Bug 73644

Summary: regex UTF-8 still broken
Product: [Retired] Red Hat Linux Reporter: jeroen <jeroen>
Component: glibcAssignee: Jakub Jelinek <jakub>
Status: CLOSED NOTABUG QA Contact: Brian Brock <bbrock>
Severity: medium Docs Contact:
Priority: medium    
Version: 8.0CC: fweimer
Target Milestone: ---   
Target Release: ---   
Hardware: i386   
OS: Linux   
Whiteboard:
Fixed In Version: Doc Type: Bug Fix
Doc Text:
Story Points: ---
Clone Of: Environment:
Last Closed: 2003-04-22 07:12:21 UTC Type: ---
Regression: --- Mount Type: ---
Documentation: --- CRM:
Verified Versions: Category: ---
oVirt Team: --- RHEL 7.3 requirements from Atomic Host:
Cloudforms Team: --- Target Upstream Version:
Embargoed:
Attachments:
Description Flags
test code none

Description jeroen 2002-09-07 18:06:25 UTC
After the re_match fix in glibc-2.2.93, i've tested syntax highlighting of UTF-8
files again (a .schemas file for example).

As soon as the regex methods encounter a UTF-8 character, the highlighting is
screwed up. Is there anything special that needs to be done to get this to work
properly?

I'll find out more when i have the time.

Comment 1 jeroen 2002-09-08 12:02:12 UTC
OK, i've written a small test app that shows my problem. It does a '"' re_match
on somebody name, first in UTF-8 and then in ASCII. Now the problem seems to be
that even though in UTF-8, the strings use the same number of characters on
screen, strlen counts the UTF-8 string as one character longer.

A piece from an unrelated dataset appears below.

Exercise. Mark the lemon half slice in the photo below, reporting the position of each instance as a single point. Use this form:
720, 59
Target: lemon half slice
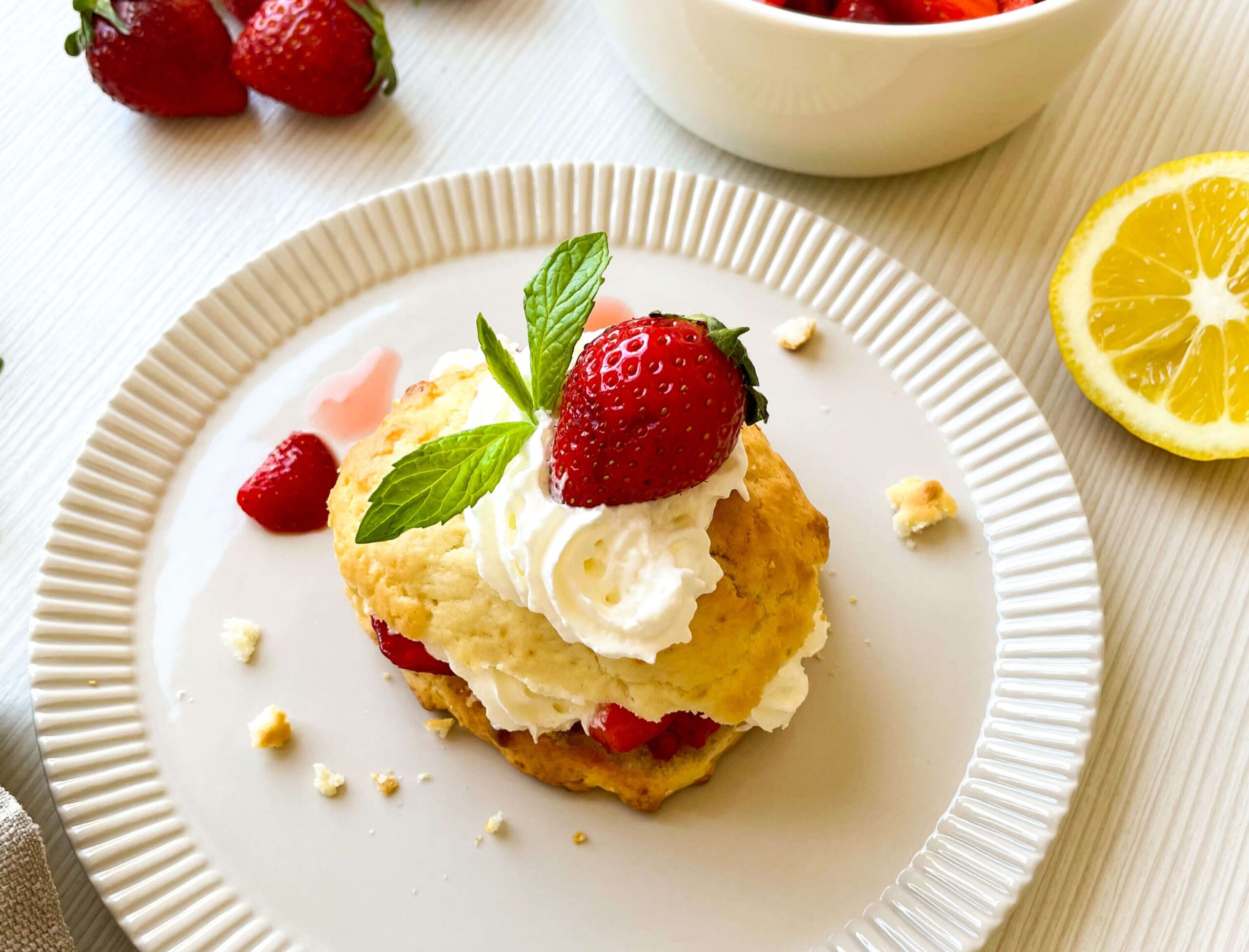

It seems this is
the root of my syntax highlighting problems.

testing utf8...
blah "Gustavo Giraldez" blah asdf
length = 35
match: 6
match: 24

testing ascii...
blah "Gustavo Giraldez" blah asdf
length = 34
match: 6
match: 23

Any ideas how to fix this?

Comment 2 jeroen 2002-09-08 12:03:00 UTC
Created attachment 75484 [details]
test code

Comment 3 Jakub Jelinek 2002-09-08 20:37:00 UTC
Well, I don't find anything wrong with the testcase.
If you want to handle UTF-8, you need to
a) have current LC_CTYPE as UTF-8 locale (like setlocale(LC_CTYPE, "en_US.UTF-8") etc. -
   your testcase doesn't do this) - setlocale(LC_ALL, ""); works too
b) at least if MB_CUR_MAX > 1, use the multibyte string routines instead of
   string ones, like mbrlen and other mb* routines)
Regex in recent glibc handles multibyte character sets (such as UTF-8) well,
e.g. if LC_CTYPE is set to some UTF-8 locale, then Gir.ldez regex will match
the substring, although if LC_CTYPE was e.g. C, it would not (since in MB_CUR_MAX == 1
charsets it is 2 letters).

Comment 4 jeroen 2003-01-03 15:38:54 UTC
It's been a while since i looked at the bug in the highlighting code. I just
tried setting the locale, but i don't know in which library the method setlocale
is located, so ld complains about an undefined reference. Anyway, LANG is
already set to en_US.UTF8 here on red hat 8.0. Shouldn't that be enough?

My point is that re_search counts the UTF8 character (the 'a' in Giraldez) as 2
positions: re_search returns 24 as the position of the '"' instead of the
correct 23. This is probably because the unicode character is 2 bytes.

Is this the intended behavior? Shouldn't re_search count characters instead of
bytes? Or is that part of the code non-UTF8?

Comment 5 jeroen 2003-01-04 14:00:38 UTC
I just committed a patch to gtksourceview that works around the bug in re_search
where it returns the number of bytes matched instead of the number of
characters. It uses g_utf8_strlen to check if the value returned by re_search
needs adjusting. gtksourceview now highlights UTF8 text correctly.

	/* Work around a re_search bug where it returns the number of bytes
	 * instead of the number of characters (unicode characters can be
	 * more than 1 byte) it matched. See redhat bugzilla #73644. */
	len = (gint)g_utf8_strlen (text, -1);
	pos += (pos - (gint)g_utf8_strlen (text, pos));

	match->startpos = re_search (&regex->buf,
				     text,
				     len,
				     pos,
				     (forward ? len - pos : -pos),
				     &regex->reg);

	if (match->startpos > -1) {
		len = (gint)g_utf8_strlen (text, match->startpos);
		diff = match->startpos - len;
		match->startpos = len;
		match->endpos = regex->reg.end[0] - diff;
	}

Comment 6 Ulrich Drepper 2003-04-22 07:12:21 UTC
re_search is no well-defined interface.  It's some code emacs uses.  If you want
reliable results stick with the POSIX interfaces.